Since no one had had much care for the style of a prisoner, wee poor noble or not, Hal had not realized how he’d looked until sat in front of the water-waver of a bad mirror and witnessed this apparition with a greasy tangle of grey hair matting its way into a madness of bushed beard.
Only the eyes, grey-blue and blank, could be seen and when Hal looked in them he was dizzied, for it felt as if there was someone else looking back at him, as if his body had been rented like an abandoned house. When his beard vanished, the gaunt lantern-jawed man who appeared was no more familiar.
Aggie, rocking her bairn in a shawl looped across her back while she clipped, tongue between her teeth, eventually announced that she could do no more. The result, Dog Boy announced critically, was suitable and Hal, seven years removed from the gawky youth who had cared only for dogs, was astonished by this new Dog Boy, a muscled, skilled warrior and the shadow of the Black himself. He was even called Aleysandir now, a fine set-up man with a name and the style and wit to know how a wee lord from Lothian should be seen by an earl. Yet he was still Dog Boy to those who knew him well.

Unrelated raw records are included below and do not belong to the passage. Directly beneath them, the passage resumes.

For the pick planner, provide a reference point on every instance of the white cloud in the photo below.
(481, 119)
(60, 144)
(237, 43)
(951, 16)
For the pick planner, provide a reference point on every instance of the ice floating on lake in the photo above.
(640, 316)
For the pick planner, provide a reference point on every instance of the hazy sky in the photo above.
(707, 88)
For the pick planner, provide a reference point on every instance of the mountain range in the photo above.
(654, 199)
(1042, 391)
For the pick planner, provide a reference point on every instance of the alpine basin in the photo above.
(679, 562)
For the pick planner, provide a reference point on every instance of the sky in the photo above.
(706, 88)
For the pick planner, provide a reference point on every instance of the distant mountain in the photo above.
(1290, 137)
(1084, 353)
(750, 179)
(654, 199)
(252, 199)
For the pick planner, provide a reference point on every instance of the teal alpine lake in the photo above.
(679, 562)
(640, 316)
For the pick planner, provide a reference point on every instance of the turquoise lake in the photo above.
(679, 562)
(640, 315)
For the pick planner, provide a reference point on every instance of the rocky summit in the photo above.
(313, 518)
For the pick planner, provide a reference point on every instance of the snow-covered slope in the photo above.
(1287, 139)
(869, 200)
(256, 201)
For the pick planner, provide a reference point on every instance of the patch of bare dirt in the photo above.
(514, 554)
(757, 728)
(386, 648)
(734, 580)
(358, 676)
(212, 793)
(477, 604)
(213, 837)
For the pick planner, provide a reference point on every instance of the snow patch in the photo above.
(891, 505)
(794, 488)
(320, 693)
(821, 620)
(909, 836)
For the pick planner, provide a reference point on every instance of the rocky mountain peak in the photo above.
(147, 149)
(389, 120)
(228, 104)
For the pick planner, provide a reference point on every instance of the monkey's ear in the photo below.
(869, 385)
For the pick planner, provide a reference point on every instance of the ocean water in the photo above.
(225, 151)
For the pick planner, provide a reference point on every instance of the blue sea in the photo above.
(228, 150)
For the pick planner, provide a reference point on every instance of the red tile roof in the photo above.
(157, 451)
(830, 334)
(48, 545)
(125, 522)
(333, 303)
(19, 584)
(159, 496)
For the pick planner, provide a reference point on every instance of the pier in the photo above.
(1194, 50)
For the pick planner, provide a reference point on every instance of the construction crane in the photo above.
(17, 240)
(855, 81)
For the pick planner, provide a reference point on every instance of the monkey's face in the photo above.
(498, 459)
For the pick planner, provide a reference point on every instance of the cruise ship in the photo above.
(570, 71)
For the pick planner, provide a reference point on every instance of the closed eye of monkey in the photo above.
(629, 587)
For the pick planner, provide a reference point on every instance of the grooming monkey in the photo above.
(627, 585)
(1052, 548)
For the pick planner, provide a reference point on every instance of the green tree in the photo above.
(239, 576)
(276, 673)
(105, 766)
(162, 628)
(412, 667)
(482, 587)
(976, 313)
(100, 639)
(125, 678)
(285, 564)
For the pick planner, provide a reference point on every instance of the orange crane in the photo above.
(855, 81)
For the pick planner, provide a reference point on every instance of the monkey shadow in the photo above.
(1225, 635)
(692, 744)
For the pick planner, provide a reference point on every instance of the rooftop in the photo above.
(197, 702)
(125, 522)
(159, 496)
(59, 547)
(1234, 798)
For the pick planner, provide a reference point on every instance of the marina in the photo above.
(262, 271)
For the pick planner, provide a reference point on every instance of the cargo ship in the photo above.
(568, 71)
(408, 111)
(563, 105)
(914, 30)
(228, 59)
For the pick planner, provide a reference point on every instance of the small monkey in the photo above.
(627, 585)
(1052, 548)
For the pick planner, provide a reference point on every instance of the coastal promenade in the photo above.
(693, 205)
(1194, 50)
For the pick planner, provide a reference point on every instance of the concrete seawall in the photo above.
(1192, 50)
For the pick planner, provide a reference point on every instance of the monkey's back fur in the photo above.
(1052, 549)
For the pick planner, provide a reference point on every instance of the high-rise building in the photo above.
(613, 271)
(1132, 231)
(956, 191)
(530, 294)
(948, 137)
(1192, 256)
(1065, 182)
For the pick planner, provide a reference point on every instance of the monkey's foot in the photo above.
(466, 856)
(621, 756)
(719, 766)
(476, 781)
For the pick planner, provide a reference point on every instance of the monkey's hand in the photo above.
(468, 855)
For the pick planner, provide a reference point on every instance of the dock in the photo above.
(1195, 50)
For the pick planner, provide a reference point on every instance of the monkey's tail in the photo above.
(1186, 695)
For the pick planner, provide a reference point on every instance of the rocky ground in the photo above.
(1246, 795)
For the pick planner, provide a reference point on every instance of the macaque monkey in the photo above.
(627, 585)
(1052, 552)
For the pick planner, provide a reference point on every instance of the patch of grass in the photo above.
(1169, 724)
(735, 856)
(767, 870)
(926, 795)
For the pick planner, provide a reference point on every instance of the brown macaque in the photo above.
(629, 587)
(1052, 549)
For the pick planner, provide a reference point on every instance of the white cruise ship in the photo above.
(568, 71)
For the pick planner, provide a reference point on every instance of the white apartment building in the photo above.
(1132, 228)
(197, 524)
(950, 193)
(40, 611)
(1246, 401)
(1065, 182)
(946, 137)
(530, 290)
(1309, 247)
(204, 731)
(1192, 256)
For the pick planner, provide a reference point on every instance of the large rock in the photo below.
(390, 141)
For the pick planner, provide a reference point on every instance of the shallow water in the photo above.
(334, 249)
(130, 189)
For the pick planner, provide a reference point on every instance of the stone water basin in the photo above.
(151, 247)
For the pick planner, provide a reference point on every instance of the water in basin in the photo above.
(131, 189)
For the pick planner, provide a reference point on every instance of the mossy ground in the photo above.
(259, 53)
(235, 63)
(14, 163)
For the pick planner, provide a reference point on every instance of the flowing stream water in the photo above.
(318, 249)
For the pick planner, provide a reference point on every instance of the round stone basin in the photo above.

Hal had heard some matters of the outside world in his prison, enough to know that he had missed even more, but the arrival of the Earl of Carrick had confused him. He had been expecting the Bruce, but it was the brother who came and Hal cursed himself for a fool.
Had he not been there when the Earl of Carrick became king? Now brother Edward was Earl of Carrick – and the last of the brothers, too. The memory of the others, dead and gone in the furtherance of Robert Bruce to the throne, had soured the fête of Edward Bruce’s arrival at Roxburgh, a day after Hal’s release.